Tottenham manager Andre Villas-Boas believes that Liverpool boss Brendan Rodgers is the man to bring Champions League football back to Anfield.

The Portuguese boss goes into the game against the Merseyside club knowing that a win can take the club into the top four, but, with their opponents currently on an eight-game unbeaten streak of their own, he remains wary of the threat that they pose.

“At the moment they [Liverpool] are on a good run in terms of form,” Villas-Boas told reporters.

“They would want ideally to turn the draws into wins. In a couple of games there were very close to winning but they didn’t get the result that they wanted.

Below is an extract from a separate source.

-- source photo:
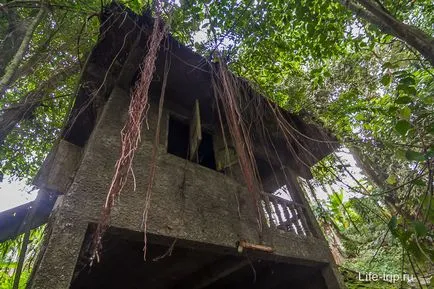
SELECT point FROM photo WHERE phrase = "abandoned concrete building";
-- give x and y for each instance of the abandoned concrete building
(202, 230)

“They are in an awkward position in the league at the moment but the distance between the teams [in the middle of the table] is not a lot so it can change dramatically for them and they can join the top ten very soon.

“The power of the club is extremely high and the quality of the players and I think eventually they will join the battle for the top spots.”

The 35-year-old is very familiar with former Swansea City manager Rodgers, after having worked as part of Jose Mourinho’s backroom staff at Chelsea together, and has admitted that he’s followed his career ever since.

He added: “The first time I came across Brendan was at an FA coaching course when we were trying to get our degrees and qualifications, we didn’t know that our ways would cross paths.

“I saw him again when we were at Chelsea in 2004, when he was there as a youth team coach and he had done really well since then.

“He started his career at the right time, went through a difficult period at Watford. He came strong at Reading and Swansea. [And now] he’s in a position which he deserves to be and he has a bright future.”